Most organisations test the DR plan twice a year (at least the clients I worked for). This allows you to always improve the plan and to ensure that the plan fullfills all audit requirements set by your organisation’s risk management division.
From my own experience: Back in 2009 our data centre got flooded and almost all our servers were taken out. Luckily my colleague and I did not panic and recovered our tier 1 database servers in a few hours. We had tested our DR strategy twice a year and for a few years we had no worries until the disaster arrived.
Over the last 13 years I have performed and designed a few Data Recovery (DR) plans as well as recover systems based on those same DR plans. High availability is your top priority. As a DBA you are responsible for the design and its implementation. Many organisations use a combination of hardware and software technologies to ensure that they meet their SLA’s.

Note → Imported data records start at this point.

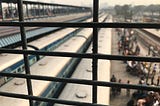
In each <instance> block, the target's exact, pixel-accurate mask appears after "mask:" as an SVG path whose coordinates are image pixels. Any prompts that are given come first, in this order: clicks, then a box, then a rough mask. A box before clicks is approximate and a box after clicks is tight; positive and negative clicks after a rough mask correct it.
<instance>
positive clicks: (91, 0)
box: [35, 0, 160, 6]
mask: <svg viewBox="0 0 160 106" xmlns="http://www.w3.org/2000/svg"><path fill="white" fill-rule="evenodd" d="M35 1H48V2H53V3H62V4H71V5H80V6H81V5H82V6H86V5H91V4H92V1H93V0H35ZM99 2H100V4H103V5H106V4H108V5H116V4H118V5H123V4H132V5H150V4H160V0H99Z"/></svg>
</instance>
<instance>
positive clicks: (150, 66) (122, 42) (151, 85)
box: [110, 29, 160, 106]
mask: <svg viewBox="0 0 160 106" xmlns="http://www.w3.org/2000/svg"><path fill="white" fill-rule="evenodd" d="M127 31H129V30H119V29H118V30H117V35H118V36H119V40H118V52H119V54H123V55H134V56H138V55H139V54H140V51H141V50H140V47H139V45H138V44H137V40H136V38H133V37H132V36H131V33H130V32H127ZM134 44H135V45H134ZM124 63H126V64H127V65H126V66H127V67H126V71H127V72H129V73H130V74H133V75H136V76H138V77H139V78H140V80H139V82H137V84H138V85H142V86H153V87H154V86H155V87H158V86H159V81H160V76H159V75H158V76H157V75H156V74H159V71H160V70H159V67H160V66H159V65H158V64H157V63H147V62H136V61H124ZM156 78H157V79H156ZM149 80H150V82H149ZM110 81H111V82H116V83H124V84H131V82H130V80H126V81H124V82H123V79H117V78H116V77H115V75H112V77H111V79H110ZM121 89H122V88H120V87H111V95H113V96H117V95H120V94H121ZM125 90H126V96H129V97H130V100H129V101H128V102H127V103H126V104H127V106H160V92H154V91H146V90H142V89H141V90H133V91H132V92H131V89H129V88H127V89H125Z"/></svg>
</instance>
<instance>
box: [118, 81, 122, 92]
mask: <svg viewBox="0 0 160 106" xmlns="http://www.w3.org/2000/svg"><path fill="white" fill-rule="evenodd" d="M118 83H119V84H121V83H122V80H121V79H119V80H118ZM117 94H118V95H120V94H121V87H117Z"/></svg>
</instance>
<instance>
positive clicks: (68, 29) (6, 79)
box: [0, 28, 76, 86]
mask: <svg viewBox="0 0 160 106" xmlns="http://www.w3.org/2000/svg"><path fill="white" fill-rule="evenodd" d="M75 30H76V28H66V29H63V30H61V31H58V32H55V33H52V34H49V35H47V36H46V37H43V38H41V39H38V40H36V41H33V42H30V43H28V45H32V46H33V47H36V48H37V49H39V50H46V51H50V50H53V49H55V48H56V47H57V46H58V45H59V44H61V43H63V42H64V41H65V40H67V39H69V37H71V36H73V34H74V33H73V31H75ZM66 35H67V36H66ZM16 49H21V48H19V47H18V48H16ZM28 49H29V50H33V48H30V47H28ZM0 59H1V61H0V71H3V72H11V73H19V72H22V71H24V63H23V60H22V59H23V55H20V54H1V55H0ZM36 61H37V57H36V56H30V57H29V62H30V65H32V64H33V63H35V62H36ZM8 80H9V78H7V77H1V78H0V86H1V85H3V84H4V83H5V82H7V81H8Z"/></svg>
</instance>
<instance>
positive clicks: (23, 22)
mask: <svg viewBox="0 0 160 106" xmlns="http://www.w3.org/2000/svg"><path fill="white" fill-rule="evenodd" d="M17 2H18V11H19V22H0V26H19V27H20V31H21V39H22V45H23V50H12V49H4V48H0V52H1V53H12V54H23V57H24V63H25V70H26V74H13V73H0V75H1V76H8V77H18V78H26V79H27V88H28V95H23V94H13V93H7V92H0V95H1V96H6V97H14V98H21V99H27V100H29V102H30V106H33V100H37V101H44V102H54V103H60V104H68V105H78V106H79V105H83V106H85V105H86V106H96V105H97V106H102V105H100V104H97V86H106V87H117V86H119V87H122V88H131V89H143V90H152V91H158V90H159V88H158V87H151V86H140V85H127V84H118V83H112V82H103V81H97V61H98V59H107V60H134V61H148V62H160V58H157V57H132V56H119V55H114V56H113V55H102V54H98V53H97V48H98V37H97V36H98V28H160V24H151V23H98V9H99V7H98V5H99V1H98V0H93V22H92V23H61V22H48V23H46V22H45V23H44V22H24V17H23V5H22V4H23V1H22V0H17ZM32 26H39V27H41V26H42V27H57V26H58V27H64V28H65V27H82V28H93V45H94V46H93V49H92V53H90V54H80V53H66V52H42V51H30V50H27V40H26V36H25V35H26V33H25V29H24V27H32ZM30 54H32V55H34V54H36V55H44V56H61V57H78V58H90V59H92V61H93V62H92V70H93V73H92V74H93V78H92V80H79V79H68V78H56V77H45V76H37V75H30V68H29V61H28V55H30ZM31 79H36V80H45V81H57V82H65V83H77V84H84V85H91V86H93V87H92V94H93V97H92V103H84V102H75V101H67V100H60V99H55V98H43V97H37V96H33V92H32V84H31Z"/></svg>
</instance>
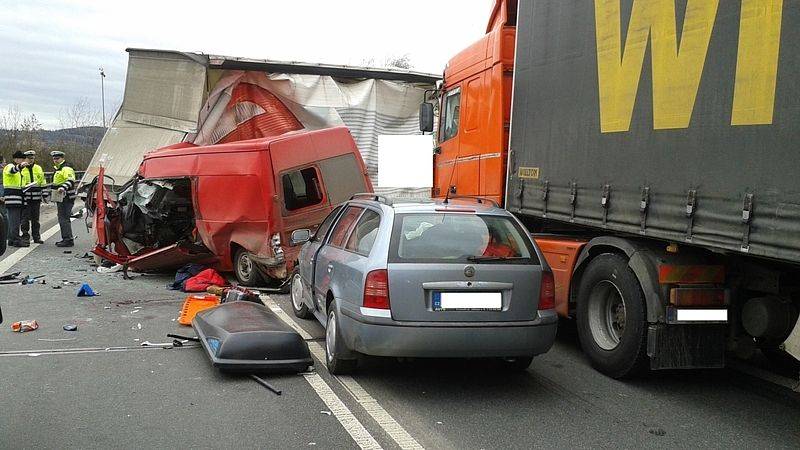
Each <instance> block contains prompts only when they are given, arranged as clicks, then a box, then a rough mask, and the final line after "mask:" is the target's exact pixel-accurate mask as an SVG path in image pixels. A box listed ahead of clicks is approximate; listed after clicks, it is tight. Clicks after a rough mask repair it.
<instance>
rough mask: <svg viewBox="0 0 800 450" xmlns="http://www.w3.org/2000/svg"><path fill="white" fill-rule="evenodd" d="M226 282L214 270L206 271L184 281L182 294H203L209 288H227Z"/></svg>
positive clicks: (204, 270)
mask: <svg viewBox="0 0 800 450" xmlns="http://www.w3.org/2000/svg"><path fill="white" fill-rule="evenodd" d="M227 285H228V282H227V281H226V280H225V278H223V277H222V275H220V274H219V272H217V271H216V270H214V269H206V270H204V271H202V272H200V273H198V274H197V275H195V276H193V277H192V278H189V279H188V280H186V283H185V284H184V288H183V290H184V292H205V291H206V289H208V287H209V286H227Z"/></svg>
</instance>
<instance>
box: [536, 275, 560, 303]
mask: <svg viewBox="0 0 800 450" xmlns="http://www.w3.org/2000/svg"><path fill="white" fill-rule="evenodd" d="M555 307H556V282H555V280H554V279H553V272H542V285H541V286H540V287H539V310H542V309H553V308H555Z"/></svg>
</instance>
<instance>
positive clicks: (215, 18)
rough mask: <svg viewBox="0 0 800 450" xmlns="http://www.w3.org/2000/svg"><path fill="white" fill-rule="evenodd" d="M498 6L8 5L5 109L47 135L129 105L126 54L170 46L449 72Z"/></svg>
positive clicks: (317, 1)
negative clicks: (79, 105)
mask: <svg viewBox="0 0 800 450" xmlns="http://www.w3.org/2000/svg"><path fill="white" fill-rule="evenodd" d="M492 3H493V2H492V0H466V1H465V0H437V1H423V0H403V1H400V2H397V1H389V0H373V1H369V0H340V1H324V0H306V1H299V0H298V1H294V2H284V1H276V0H269V1H262V2H247V1H240V0H228V1H224V2H209V1H169V0H159V1H154V0H142V1H137V2H131V1H126V2H116V1H89V0H75V1H63V0H61V1H38V0H34V1H32V0H26V1H22V0H20V1H17V0H10V1H9V0H4V1H3V6H2V8H0V61H3V66H4V69H3V70H2V71H0V109H5V108H6V107H8V106H10V105H18V106H19V107H20V109H22V110H23V112H25V113H36V114H37V116H38V117H39V118H40V120H41V121H42V122H43V123H44V125H45V127H46V128H55V127H58V115H59V111H60V110H62V109H63V108H65V107H67V106H68V105H70V104H71V103H74V101H75V99H77V98H81V97H87V98H89V99H90V101H91V102H92V103H93V104H94V106H95V107H97V108H98V109H99V106H100V76H99V72H98V68H99V67H101V66H102V67H103V68H104V69H105V72H106V75H107V78H106V79H105V82H106V86H105V87H106V106H107V107H110V106H111V105H112V104H116V103H118V102H119V100H120V99H121V98H122V91H123V88H124V81H125V70H126V67H127V54H126V53H125V51H124V50H125V48H128V47H140V48H163V49H170V50H182V51H196V52H203V53H212V54H222V55H228V56H244V57H251V58H264V59H277V60H291V61H307V62H325V63H335V64H359V63H361V62H362V61H363V60H365V59H367V58H374V59H375V61H378V62H381V61H383V60H384V58H386V57H387V56H400V55H404V54H409V55H410V57H411V61H412V63H413V64H414V68H415V69H416V70H420V71H423V72H432V73H441V72H442V70H443V69H444V66H445V64H446V62H447V60H448V59H449V58H450V57H452V56H453V55H454V54H455V53H456V52H458V51H459V50H461V49H462V48H464V47H466V46H467V45H469V44H470V43H471V42H473V41H475V40H477V39H478V38H480V36H482V35H483V32H484V30H485V27H486V21H487V20H488V18H489V13H490V10H491V6H492Z"/></svg>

What is high availability?
There are still some people who believe that HA and DR are the same thing. They are not!
In a nutshell, High Availability is the mechanism used via various designs and technologies that ensures that your applications are up when your server(s) malfunctions. It also helps IT departments to better adhere to their SLA’s.
There are lots of ways to ensure the 99.9% uptime that most SLA’s demand.
Hardware vendors like HP provide SAN replication software allowing you to copy the .ldf and .mdf files to a certain point in time. A couple of years ago we used the software to successfully restore one of our production systems to our DR site. It took 15 minutes to restore a system that usually took me 8 hours to restore without using the software (Happy dance).
From a server side you can also look at Hyper-V, VMware, Windows failover clustering or a combination of them. This you will need to discuss with the system stakeholders and figure out which option suits you best. The best way to find out which option that is, is to play around with the various technologies and find your flavour.
SQL Server provides us with some built-in HA features
Always ON High Availability groups: leverages off WSFC (Windows Failover Clustering) and allows you to add your precious cargo (databases) into HA groups and fails over automatically (faster than traditional cluster). Add an AG listener and your users won’t even know which server they are using.
Database Mirroring: is a solution for increasing the availability of a SQL Server database. Mirroring is used on a per-database basis and works only with databases that use the full recovery model.
LogShipping: log shipping operates at a database level. You can use log shipping to maintain one or more warm standby databases (referred to as secondary databases) for a single production database that is referred to as the primary database.
Replication: is a set of technologies for copying and distributing data and database objects from one database to another and then synchronizing between databases to maintain consistency. Using replication, you can distribute data to different locations and to remote or mobile users over local and wide area networks, dial-up connections, wireless connections, and the Internet.
For more information on SQL Server HA options please get in touch with us.
So what is the big difference?
Disaster recovery is the process we follow when having to recover systems from scratch in the event of a catastrophe. High availability can best be described as the business continuity process we follow when (one of) our server(s) goes down and we need to failover automatically with minimum impact to the business users.